Here I am distracting myself once again from my TMA! (I hate logframes!)

this is a really interesting blog and resonates with the inquiries I have had the opportunity to first support and now rather scarily lead on!  I like you, being an E, and probably having a bit of J in me, find it hard to step back and purely listen.  I think it is inevitable that you come with a Little bit of your perspectives with you and to some extent the emergence of the unexpected is almost the exciting bit. 

 I also understand your questionin as to why you pick up on certain bits, and how they have the potential to extend the remit of the work.  That is the power of emergence.  I think the difficulty with this is in a situation where you are sponsored to do the work that

  • you may be the only one who has heard it (because possibly you were the only one there)
  • if you think it important you have to effectively 'sell' its importance to the 'sponsor' to justify any change.
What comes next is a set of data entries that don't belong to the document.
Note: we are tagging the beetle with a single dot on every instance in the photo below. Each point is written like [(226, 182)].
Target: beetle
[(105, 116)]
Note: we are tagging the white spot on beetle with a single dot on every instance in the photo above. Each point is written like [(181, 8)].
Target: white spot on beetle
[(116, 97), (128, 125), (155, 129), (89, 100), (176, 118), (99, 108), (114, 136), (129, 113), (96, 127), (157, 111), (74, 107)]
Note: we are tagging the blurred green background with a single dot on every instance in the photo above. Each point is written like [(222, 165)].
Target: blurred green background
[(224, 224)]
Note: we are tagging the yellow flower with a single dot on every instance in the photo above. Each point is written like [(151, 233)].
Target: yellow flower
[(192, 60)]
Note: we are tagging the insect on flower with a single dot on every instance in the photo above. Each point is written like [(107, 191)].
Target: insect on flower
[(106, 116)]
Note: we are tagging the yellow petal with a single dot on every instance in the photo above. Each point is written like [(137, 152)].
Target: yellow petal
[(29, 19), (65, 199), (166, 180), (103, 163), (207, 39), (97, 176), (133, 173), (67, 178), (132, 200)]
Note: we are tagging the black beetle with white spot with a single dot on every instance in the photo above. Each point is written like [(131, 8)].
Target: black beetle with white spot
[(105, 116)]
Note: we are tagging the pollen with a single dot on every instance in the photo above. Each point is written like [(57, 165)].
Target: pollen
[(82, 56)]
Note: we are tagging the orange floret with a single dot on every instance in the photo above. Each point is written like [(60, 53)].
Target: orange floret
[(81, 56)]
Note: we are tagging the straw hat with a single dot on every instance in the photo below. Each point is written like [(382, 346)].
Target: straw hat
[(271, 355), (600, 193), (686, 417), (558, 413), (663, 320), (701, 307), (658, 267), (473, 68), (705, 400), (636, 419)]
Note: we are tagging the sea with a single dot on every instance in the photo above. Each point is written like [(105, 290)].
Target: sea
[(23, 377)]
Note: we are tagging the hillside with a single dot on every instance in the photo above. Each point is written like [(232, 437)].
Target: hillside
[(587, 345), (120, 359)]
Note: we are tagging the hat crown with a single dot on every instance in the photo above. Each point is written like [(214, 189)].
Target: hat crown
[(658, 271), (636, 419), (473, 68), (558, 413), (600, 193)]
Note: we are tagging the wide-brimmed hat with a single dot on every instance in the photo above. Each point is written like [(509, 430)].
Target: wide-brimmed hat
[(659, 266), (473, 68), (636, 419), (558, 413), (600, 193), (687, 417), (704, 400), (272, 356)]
To some extent I try to deal with this by conducting interviews with two people present. (in my latest review of local informal networks which older people engage in, that help them stay independent, I asked the sponsor and they have  provided me with a small project team of social workers and managers, who I am engaging in the interviews - this also supports the learning goal)  The two people there also helps with those drifting moments!

What we then tend to look for, and this is something I learned through the initial work I was engaged in with Patrick Hoverstadt, patterns of common or similar statements.  The more people who say them, the more likely that there is something more there.  I would like to say a sort of 'shared truth'.  Somehow it becomes harder to hide when a number of people say it or see it!

I know the dual interviews is probably impracticable for this piece of research, and I think that sending the transcripts to the interviewees is a way around this.  We always share the key issues we have identified with them, and ask if these are accurate reflections or if they think we have missed anything.

Anyway, back to TMA2, I emailed Helen earlier and said can't wait to get to the last section on the 'critique'!